In the exemplary embodiment, gas turbine blade 110 is cast utilizing a metallic material. In the exemplary embodiment, gas turbine blade 110 is cast utilizing a titanium aluminide material, for example. In the exemplary embodiment, turbine blade 110 is “overcast”, that is turbine blade 110 includes a portion 116 that must be removed to produce a finished blade 110.
In the exemplary embodiment, after turbine blade 110 is cast, excess portion 116 is removed utilizing an electron discharge machining (EDM) apparatus 122. More specifically, EDM apparatus 122 is configured to remove excess portion 116 such that blade tip shroud 112 and at least one seal tooth 114 are formed, and such that radially outer surface 118 of blade tip shroud 112 has a substantially V-shaped cross-sectional profile 120.
More specifically, blade tip shroud 112 if formed such that blade tip shroud outer surface 118 includes a first non-arcuate portion 130, i.e. a flat, and a second non-arcuate portion 132, or flat, that are coupled together at an apex 134 such that outer surface 118 has a substantially V-shaped cross-sectional profile 120. In the exemplary embodiment, first and second portions 130 and 132 are formed unitarily with turbine blade 110. More specifically, EDM apparatus 122 is utilized to remove portion 116 such that outer surface 118 has a substantially V-shaped cross-sectional profile.
Moreover, each seal tooth 114 includes a first non-arcuate portion 140, or flat, and a second non-arcuate portion 142, or flat, that are coupled together at an apex 144 such each seal tooth 114 has a substantially V-shaped cross-sectional profile 120. In the exemplary embodiment, first and second portions 140 and 142 are formed unitarily with turbine blade 110. More specifically, EDM apparatus 122 is utilized to remove portion 116 such that each seal tooth 114 has a substantially V-shaped cross-sectional profile 120.
The methods described herein facilitate improving the form of the seal teeth and the shroud non-flowpath surface of a gas turbine blade such that the turbine blade can be fabricated utilizing a wire cut EDM apparatus. More specifically, known EDM machines can not produce curved surfaces in the circumferential direction of the turbine blade.

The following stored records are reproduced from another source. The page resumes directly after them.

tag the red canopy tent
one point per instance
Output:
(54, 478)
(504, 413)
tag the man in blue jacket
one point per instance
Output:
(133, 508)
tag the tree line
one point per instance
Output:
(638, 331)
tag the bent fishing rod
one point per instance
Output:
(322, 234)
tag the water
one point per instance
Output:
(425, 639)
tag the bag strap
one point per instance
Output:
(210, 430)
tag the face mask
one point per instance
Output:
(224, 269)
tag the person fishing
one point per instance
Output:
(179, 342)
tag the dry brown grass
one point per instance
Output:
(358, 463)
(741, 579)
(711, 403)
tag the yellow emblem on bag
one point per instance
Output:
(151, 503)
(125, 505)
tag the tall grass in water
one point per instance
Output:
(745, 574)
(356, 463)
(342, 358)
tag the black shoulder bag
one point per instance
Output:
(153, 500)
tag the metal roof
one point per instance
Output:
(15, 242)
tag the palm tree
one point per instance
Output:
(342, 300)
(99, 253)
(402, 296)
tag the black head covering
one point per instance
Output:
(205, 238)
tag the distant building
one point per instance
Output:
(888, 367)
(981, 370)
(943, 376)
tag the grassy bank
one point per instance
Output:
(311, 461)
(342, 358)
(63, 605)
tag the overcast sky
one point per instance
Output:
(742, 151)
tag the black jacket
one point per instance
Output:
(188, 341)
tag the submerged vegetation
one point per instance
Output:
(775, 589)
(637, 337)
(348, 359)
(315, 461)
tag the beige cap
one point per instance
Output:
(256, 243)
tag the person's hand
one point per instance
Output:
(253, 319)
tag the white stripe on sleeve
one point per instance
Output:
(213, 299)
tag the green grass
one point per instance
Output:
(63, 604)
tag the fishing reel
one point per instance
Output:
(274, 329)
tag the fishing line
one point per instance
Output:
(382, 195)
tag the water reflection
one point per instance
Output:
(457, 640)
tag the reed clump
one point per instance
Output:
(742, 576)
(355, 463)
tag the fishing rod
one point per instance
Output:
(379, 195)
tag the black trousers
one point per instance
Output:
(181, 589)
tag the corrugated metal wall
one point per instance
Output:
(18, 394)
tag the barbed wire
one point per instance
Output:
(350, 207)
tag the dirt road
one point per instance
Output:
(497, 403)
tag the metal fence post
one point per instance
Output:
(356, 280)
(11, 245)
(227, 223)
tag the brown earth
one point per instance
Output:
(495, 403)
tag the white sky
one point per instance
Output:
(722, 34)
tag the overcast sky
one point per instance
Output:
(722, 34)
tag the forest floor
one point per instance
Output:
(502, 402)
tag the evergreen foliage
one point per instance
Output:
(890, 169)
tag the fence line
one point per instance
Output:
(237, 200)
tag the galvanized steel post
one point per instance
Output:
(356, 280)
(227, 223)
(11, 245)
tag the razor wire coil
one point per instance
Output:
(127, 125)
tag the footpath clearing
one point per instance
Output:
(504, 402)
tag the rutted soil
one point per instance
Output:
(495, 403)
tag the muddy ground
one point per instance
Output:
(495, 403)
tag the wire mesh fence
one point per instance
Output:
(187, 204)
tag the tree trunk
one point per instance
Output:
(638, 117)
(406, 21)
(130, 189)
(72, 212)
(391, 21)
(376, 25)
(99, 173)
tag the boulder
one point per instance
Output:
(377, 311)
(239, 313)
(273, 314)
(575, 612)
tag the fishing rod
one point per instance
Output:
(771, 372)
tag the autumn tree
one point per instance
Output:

Accordingly, the turbine blade described herein does not include the curved form of the shroud and seal teeth of a known turbine blade, rather the arched or curved radially outer surface of the outer shroud is replaced by two flat surfaces, wherein each flat surface spans half the circumferential width of the shroud. Fabricating a turbine blade, that includes an outer shroud having a radially outer surface that is formed by two flat surfaces, facilitates reducing leakage between the seal teeth and the stator shroud. Moreover, although the exemplary embodiment, illustrates an outer shroud and seal teeth each having two substantially flat surfaces, it should be realized that the exemplary turbine blade can include three or more flat surface that define the radially outer surface of the outer shroud and seal teeth.
Accordingly, the methods and apparatus described herein facilitate reducing the amount of machining that is needed to produce LPT Blades from TiAl material, thus reducing cost and cycle time to fabricate a turbine blade. Moreover, the reduced cost and cycle time to fabricate the turbine blade described herein also facilitates reducing the overall weight of the gas turbine engine.
The above-described methods and apparatus are cost-effective and highly reliable. The turbine blade described herein includes a radially outer surface and at least one seal tooth that each include at least two substantially flat surfaces to facilitate reducing the time and cost of fabricating a gas turbine engine.
While the invention has been described in terms of various specific embodiments, those skilled in the art will recognize that the invention can be practiced with modification within the spirit and scope of the claims.

Claims

1. A method for fabricating a turbine blade for a gas turbine engine, wherein the gas turbine engine includes a turbine including a plurality of turbine blades, said method comprising:

casting at least one turbine blade that includes a blade tip shroud and at least one seal tooth coupled to the blade tip shroud; and

removing at least a portion of the turbine blade such that a radially outer surface of the blade tip shroud has at least two substantially flat surfaces.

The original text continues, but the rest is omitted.